Counselling in Malta was first introduced in the 1950s by the Catholic Church to provide support for couples and families. Following that, counselling was initiated in schools by two teachers in the 1970s. Such services in schools further increased through the 1980s and 1990s (Galea, 2012; Sultana, 1992). This was followed through with a felt need for and hence the setting up of the Malta Association for the Counselling Profession (Malta Association for the Counselling Profession [MACP], 2016) in January 2002. MACP started to promote counselling in areas outside of schools. In 2008, the University of Malta (UoM) introduced the first master’s level course in counselling. In Malta, Counselling is uniquely regulated by parliament as a warranted profession. The Counselling Profession Act (CPA) was tabled in parliament by the Ministry for the Family and Social Solidarity in 2015.
Nowadays in schools, counsellors work in both primary and secondary settings, normally within one college. They work hand in hand with guidance teachers, social workers, psychologists, psychotherapists and other mental health professionals to provide psychosocial services to students.

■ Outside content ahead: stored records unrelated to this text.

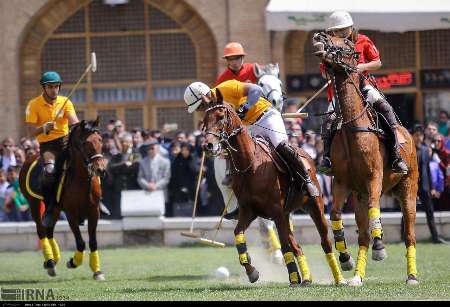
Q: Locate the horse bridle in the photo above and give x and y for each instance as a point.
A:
(86, 160)
(224, 137)
(337, 53)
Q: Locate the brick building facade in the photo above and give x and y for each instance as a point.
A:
(149, 50)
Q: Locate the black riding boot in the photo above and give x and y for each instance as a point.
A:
(48, 190)
(227, 180)
(398, 165)
(327, 137)
(293, 159)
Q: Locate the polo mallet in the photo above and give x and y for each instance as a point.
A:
(298, 114)
(191, 234)
(92, 67)
(213, 242)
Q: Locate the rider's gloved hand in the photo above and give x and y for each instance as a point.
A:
(47, 127)
(242, 111)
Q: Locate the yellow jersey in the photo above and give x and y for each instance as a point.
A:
(233, 93)
(39, 112)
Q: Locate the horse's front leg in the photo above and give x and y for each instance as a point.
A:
(246, 216)
(340, 194)
(77, 259)
(282, 222)
(94, 259)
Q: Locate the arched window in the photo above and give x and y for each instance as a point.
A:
(145, 59)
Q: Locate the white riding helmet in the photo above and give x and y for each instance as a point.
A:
(339, 20)
(193, 95)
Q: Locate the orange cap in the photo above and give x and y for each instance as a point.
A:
(232, 49)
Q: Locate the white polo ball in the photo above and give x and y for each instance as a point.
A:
(222, 273)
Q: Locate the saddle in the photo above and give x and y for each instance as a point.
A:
(33, 180)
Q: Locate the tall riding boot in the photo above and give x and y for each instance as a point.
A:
(227, 180)
(398, 165)
(293, 159)
(48, 189)
(325, 164)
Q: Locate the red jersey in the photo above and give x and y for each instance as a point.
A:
(246, 74)
(367, 53)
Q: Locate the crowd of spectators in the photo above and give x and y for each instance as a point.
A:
(170, 161)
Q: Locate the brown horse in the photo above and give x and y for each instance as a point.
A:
(360, 164)
(79, 195)
(261, 188)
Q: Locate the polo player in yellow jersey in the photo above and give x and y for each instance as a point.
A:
(51, 133)
(254, 111)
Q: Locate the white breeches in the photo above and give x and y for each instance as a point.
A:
(270, 126)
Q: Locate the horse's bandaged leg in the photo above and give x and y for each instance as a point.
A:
(94, 261)
(339, 238)
(361, 262)
(304, 268)
(55, 249)
(289, 260)
(376, 231)
(47, 249)
(332, 262)
(274, 242)
(241, 246)
(78, 258)
(411, 260)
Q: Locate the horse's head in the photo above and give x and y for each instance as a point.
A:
(85, 140)
(220, 123)
(337, 53)
(268, 79)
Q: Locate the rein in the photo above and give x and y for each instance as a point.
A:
(224, 137)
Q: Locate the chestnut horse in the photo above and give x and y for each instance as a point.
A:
(260, 188)
(79, 196)
(360, 164)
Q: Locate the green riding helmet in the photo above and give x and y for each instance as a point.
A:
(50, 77)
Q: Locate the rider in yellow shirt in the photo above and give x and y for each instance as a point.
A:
(51, 133)
(256, 112)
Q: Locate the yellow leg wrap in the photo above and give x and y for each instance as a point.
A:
(337, 225)
(243, 259)
(240, 238)
(78, 258)
(273, 239)
(332, 262)
(288, 257)
(304, 268)
(411, 260)
(376, 230)
(55, 249)
(341, 247)
(361, 262)
(46, 249)
(293, 277)
(94, 261)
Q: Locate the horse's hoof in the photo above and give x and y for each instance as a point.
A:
(277, 257)
(50, 266)
(412, 280)
(347, 265)
(306, 283)
(293, 284)
(70, 264)
(379, 254)
(341, 283)
(356, 281)
(253, 276)
(99, 276)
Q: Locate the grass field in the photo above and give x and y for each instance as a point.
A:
(152, 273)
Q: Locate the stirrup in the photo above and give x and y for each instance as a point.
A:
(399, 166)
(233, 215)
(325, 166)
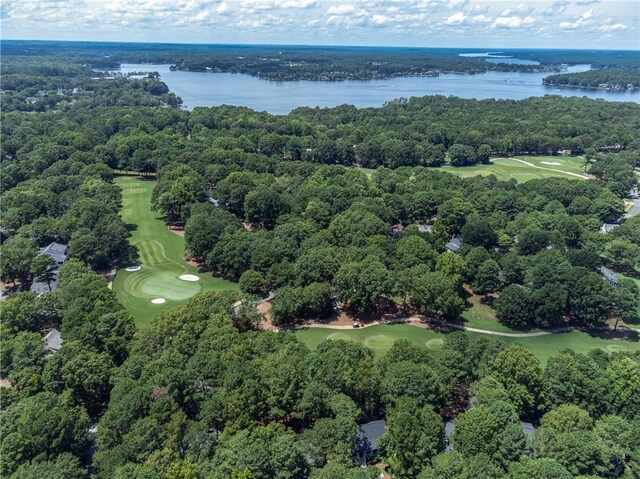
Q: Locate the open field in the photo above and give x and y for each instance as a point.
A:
(380, 338)
(161, 253)
(518, 169)
(483, 316)
(537, 167)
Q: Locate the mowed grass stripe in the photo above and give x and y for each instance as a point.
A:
(161, 256)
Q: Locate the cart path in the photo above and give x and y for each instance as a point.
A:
(418, 322)
(577, 175)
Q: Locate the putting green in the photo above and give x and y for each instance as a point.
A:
(379, 341)
(337, 336)
(380, 338)
(161, 253)
(160, 284)
(434, 344)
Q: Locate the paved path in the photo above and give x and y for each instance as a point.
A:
(635, 209)
(578, 175)
(415, 321)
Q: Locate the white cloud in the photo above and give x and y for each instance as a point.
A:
(343, 9)
(513, 21)
(480, 19)
(278, 4)
(584, 20)
(378, 19)
(454, 4)
(556, 8)
(455, 19)
(612, 27)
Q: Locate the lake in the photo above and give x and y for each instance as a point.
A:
(212, 89)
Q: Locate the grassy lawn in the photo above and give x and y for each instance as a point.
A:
(508, 168)
(630, 325)
(482, 316)
(161, 253)
(381, 338)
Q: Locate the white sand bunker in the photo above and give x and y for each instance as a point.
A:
(189, 277)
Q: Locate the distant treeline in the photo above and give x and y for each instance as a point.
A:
(626, 79)
(40, 83)
(311, 62)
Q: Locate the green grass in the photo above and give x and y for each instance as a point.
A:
(161, 253)
(508, 168)
(381, 338)
(637, 281)
(483, 316)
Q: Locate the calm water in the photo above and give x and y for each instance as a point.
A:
(212, 89)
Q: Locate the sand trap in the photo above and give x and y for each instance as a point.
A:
(189, 277)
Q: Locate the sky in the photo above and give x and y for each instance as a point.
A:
(600, 24)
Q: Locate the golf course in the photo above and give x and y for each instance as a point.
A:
(380, 338)
(163, 279)
(522, 168)
(525, 168)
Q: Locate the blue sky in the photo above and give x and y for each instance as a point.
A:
(422, 23)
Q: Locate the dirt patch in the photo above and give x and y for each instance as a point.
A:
(4, 285)
(177, 230)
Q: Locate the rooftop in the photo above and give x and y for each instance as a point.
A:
(370, 433)
(57, 251)
(454, 245)
(608, 275)
(53, 341)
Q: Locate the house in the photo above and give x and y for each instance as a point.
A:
(368, 437)
(40, 287)
(454, 245)
(608, 227)
(57, 251)
(214, 201)
(53, 341)
(397, 231)
(448, 431)
(424, 228)
(527, 428)
(609, 276)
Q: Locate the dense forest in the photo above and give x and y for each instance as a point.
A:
(622, 79)
(198, 396)
(202, 394)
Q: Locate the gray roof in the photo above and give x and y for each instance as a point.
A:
(607, 227)
(53, 341)
(608, 275)
(370, 433)
(527, 428)
(57, 251)
(454, 245)
(40, 287)
(448, 431)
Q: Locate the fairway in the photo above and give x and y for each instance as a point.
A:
(161, 259)
(513, 168)
(380, 339)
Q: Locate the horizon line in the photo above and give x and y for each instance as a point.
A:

Counselling in Malta is continually being introduced in numerous other settings outside of the Education system. Such occurrence is happening within organisations run by the state, NGO’s as well as in private practice.
In Malta, supervision is a must for all counsellors. In fact, evidence of ongoing supervision should be presented to the CCP in order to become legally warranted (Parliamentary Questions on Counselling [PQ] 21138, pq.gov. mt, 2015; CPA (2015), and such practice should be kept on throughout the counsellor’s career.
In spite of the fact that dual relationships are often considered unethical as they impact counsellors’ objectivity and competency, such reality is inevitable in a small-island context like Malta (Stockman, 1990; Werth, Hastings, & Riding-Malon, 2010). Counsellors might meet client doing errands or in social events. Counsellors should be aware of this at all times and should set boundaries at the start of the therapeutic journey.